Plans to remove BBC singers send ‘incredibly bleak message’: letter

A letter published in The Times, and signed by representatives of the UK’s independent professional choral ensembles, called the decision “a huge false economy”.

The decision to close BBC Singers, announced last week, would mean the loss of 20 positions, the BBC previously confirmed.

The corporation has also announced plans to reduce salaried orchestral positions in BBC English orchestras by around 20%.

The signatories said they and other members were “united in our utter dismay” at the planned disbandment of the UK’s only full-time professional chamber choir.

“This decision is indicative of the continuing devaluation of choral music and of the nation’s rich and excellent choral heritage,” the letter states.

“In Germany there are seven radio choirs, but the BBC, rightly proud of being a world leader, is proposing to abolish the only one in the UK.”

The letter continued: “BBC Singers have an incredible track record of introducing a wide range of people, including new generations of children, to the life-enhancing benefits of choral singing.

Lloyd Coleman and Raymond Yui
Lloyd Coleman and composer Raymond Yui (The Ivors Academy/PA)

“With tight and precarious budgets, it is difficult for many independent ensembles to match the BBC’s output in this area.
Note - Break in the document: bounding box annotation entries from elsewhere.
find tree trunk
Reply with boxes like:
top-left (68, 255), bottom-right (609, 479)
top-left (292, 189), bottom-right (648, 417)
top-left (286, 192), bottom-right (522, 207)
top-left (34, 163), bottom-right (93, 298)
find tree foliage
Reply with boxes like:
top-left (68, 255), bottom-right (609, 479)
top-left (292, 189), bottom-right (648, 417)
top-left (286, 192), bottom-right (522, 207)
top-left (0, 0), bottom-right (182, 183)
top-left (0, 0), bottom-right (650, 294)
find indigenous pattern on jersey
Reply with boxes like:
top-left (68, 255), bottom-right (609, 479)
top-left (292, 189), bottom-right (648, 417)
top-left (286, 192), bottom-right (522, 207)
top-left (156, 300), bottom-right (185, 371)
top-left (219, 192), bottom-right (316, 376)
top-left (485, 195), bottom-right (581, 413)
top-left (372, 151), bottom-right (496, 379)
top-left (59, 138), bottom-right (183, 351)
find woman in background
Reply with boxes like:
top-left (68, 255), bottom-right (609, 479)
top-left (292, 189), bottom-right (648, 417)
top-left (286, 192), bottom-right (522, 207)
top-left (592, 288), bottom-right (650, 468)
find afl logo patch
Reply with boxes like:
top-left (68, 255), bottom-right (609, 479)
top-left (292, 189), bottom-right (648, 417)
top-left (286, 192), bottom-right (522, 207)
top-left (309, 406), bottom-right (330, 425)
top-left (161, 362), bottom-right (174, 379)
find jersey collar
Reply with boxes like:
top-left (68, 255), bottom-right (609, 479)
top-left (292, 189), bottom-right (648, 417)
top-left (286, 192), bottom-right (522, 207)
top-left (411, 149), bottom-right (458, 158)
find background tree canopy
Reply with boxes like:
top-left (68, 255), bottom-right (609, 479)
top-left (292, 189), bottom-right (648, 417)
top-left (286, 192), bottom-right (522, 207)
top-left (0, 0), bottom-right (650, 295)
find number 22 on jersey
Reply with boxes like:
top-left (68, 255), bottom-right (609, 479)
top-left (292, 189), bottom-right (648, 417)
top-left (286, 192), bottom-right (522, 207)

We are immensely stronger together.

“Our internationally revered choral sector operates within a fragile and interdependent ecology, with professional singers gaining experience and employment opportunities in different ensembles.

“BBC singers are a fundamental part of that, and this decision sends an incredibly bleak message to those considering entering the profession.

“While we recognize the financial pressures facing the BBC, this decision is a huge false economy.”

The Times letter is the latest appeal to the BBC to reconsider its decision.

Earlier this week, Ivors Academy Classical Council Chairman Lloyd Coleman urged the BBC to reconsider proposed cuts to classical music performance groups and warned of the consequences for the future of music.

Coleman’s letter was signed by 462 musicians showing their support for BBC singers and artists affected by the proposed cuts.

The BBC previously said the plans follow a 2022 review looking at the classical sector and its role within it, and form part of a new strategy for classical music that “prioritises quality, agility and impact”.

The move is part of a plan “to invest more widely in the future of choral singing across the UK” and launch a choral development program for new talent, the broadcaster said.